CHICAGO (670 The Score) -- NFL Players Association president JC Tretter called out Soldier Field's poor playing surface Saturday during the Bears-Chiefs preseason game and demanded the league take action to improve the field's substandard quality.
Soldier Field's grass playing surface, which has been notoriously poor in recent years, was noticeably torn up and patchy as the Bears hosted their lone preseason game. Saturday marked eight days since Soldier Field hosted an Elton John concert.
The Bears hosted a practice at Soldier Field on Tuesday, when the playing surface was especially poor. It appeared the conditions hadn't improved since.
"The NFL said that this field met minimum testing standards," Tretter said in a tweet. "We clearly need to re-evaluate what is an acceptable surface for players to compete on. We need new testing metrics looking at the performance and safety of every field. The NFL can and should do better."
Prominent NFL agent David Canter, who represents three players on the Bears' 90-man roster, expressed his belief that the game shouldn't have taken place Saturday at Soldier Field.
"Game should be postponed," Canter tweeted. "Player safety should he tantamount to everything. We know it’s a pipe dream but this isn’t safe."
Canter, who works with the GSE Worldwide agency, represents Bears safety DeAndre Houston-Carson, safety Dane Cruikshank and defensive lineman Khyiris Tonga.
After the Bears held practice at Soldier Field earlier this week, kicker Cairo Santos shared the story of how he searched for rundown parks in Florida during his offseason training regimen to replicate the conditions at Soldier Field.
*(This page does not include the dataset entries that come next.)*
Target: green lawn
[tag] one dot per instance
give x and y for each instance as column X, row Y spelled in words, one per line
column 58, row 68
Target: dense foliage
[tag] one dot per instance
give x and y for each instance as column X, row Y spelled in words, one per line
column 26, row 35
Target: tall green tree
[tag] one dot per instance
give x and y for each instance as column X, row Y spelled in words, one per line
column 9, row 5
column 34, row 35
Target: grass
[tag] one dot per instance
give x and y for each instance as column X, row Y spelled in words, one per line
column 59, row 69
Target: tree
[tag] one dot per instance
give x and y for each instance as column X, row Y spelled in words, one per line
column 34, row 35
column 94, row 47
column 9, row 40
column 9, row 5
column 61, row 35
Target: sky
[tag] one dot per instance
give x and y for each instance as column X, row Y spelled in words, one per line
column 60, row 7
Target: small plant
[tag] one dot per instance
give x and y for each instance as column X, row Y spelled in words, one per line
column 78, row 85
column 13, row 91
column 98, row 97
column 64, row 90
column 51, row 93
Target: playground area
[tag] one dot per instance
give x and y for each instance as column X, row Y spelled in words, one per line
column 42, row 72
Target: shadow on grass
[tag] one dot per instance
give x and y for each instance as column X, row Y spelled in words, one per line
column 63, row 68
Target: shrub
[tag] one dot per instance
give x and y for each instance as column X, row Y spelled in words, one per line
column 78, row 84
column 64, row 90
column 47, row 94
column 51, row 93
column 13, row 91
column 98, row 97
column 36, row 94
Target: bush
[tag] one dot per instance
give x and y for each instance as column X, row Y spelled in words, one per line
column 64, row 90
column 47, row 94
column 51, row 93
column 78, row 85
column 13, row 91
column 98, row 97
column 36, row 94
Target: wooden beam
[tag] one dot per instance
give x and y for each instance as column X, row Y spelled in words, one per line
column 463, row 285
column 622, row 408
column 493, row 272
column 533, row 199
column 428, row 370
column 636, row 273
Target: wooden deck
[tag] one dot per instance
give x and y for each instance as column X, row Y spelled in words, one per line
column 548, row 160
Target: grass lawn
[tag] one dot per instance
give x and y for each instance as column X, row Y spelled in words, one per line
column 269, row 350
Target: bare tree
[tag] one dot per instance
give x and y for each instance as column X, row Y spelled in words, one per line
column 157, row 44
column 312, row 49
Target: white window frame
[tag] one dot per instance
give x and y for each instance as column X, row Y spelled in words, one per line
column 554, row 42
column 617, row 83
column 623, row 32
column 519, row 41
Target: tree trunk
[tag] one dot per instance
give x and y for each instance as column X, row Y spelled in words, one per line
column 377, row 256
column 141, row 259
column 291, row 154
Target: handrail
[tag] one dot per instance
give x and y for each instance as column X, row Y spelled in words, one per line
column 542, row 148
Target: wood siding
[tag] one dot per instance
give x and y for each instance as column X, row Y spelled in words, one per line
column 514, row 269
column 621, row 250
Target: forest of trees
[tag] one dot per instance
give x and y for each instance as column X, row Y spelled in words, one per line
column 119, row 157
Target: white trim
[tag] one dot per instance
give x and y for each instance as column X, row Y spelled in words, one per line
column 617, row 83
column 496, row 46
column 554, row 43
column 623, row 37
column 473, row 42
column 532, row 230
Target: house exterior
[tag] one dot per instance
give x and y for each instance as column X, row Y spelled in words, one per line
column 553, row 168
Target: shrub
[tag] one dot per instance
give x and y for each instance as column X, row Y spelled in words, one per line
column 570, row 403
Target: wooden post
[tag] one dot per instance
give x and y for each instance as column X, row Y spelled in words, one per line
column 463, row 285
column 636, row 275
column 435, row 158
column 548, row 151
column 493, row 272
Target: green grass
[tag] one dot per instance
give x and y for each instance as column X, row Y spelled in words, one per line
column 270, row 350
"I've seen better," Santos said. "It's just what we have to deal with. Less of a problem you make it in your mind it just kind of helps you overcome it and just go."
Bears pass rusher Robert Quinn agreed with Santos.
"If he's just realizing that, I mean, I think it's a little late," Quinn said. "That's just part of Soldier Field."
Soldier Field is owned by the Chicago Park District, with the Bears leasing their home stadium.
The Bears last September signed a $197-million agreement to purchase the 326-acre property at Arlington Park, which was previously occupied by Arlington International Racecourse. The organization is continuing to explore the construction of a new stadium on the property.
In July, the city of Chicago presented proposals to renovate Soldier Field and the surrounding property, including a concept that would construct a roof over the existing stadium. The Bears weren't swayed by the idea.
“The only potential project the Chicago Bears are exploring for a new stadium development is Arlington Park," the Bears said in a responding statement. "As part of our mutual agreement with the seller of that property, we are not pursuing alternative stadium deals or sites, including renovations to Soldier Field, while we are under contract. We have informed the City of Chicago that we intend to honor our contractual commitments as we continue our due diligence and predevelopment activities on the Arlington Heights property."
The Bears open their regular season on Sept. 11, when they host the 49ers at Soldier Field.
Soldier Field is set to hold three concerts and a Chicago Fire soccer game in the time leading up to the Bears' first regular-season game.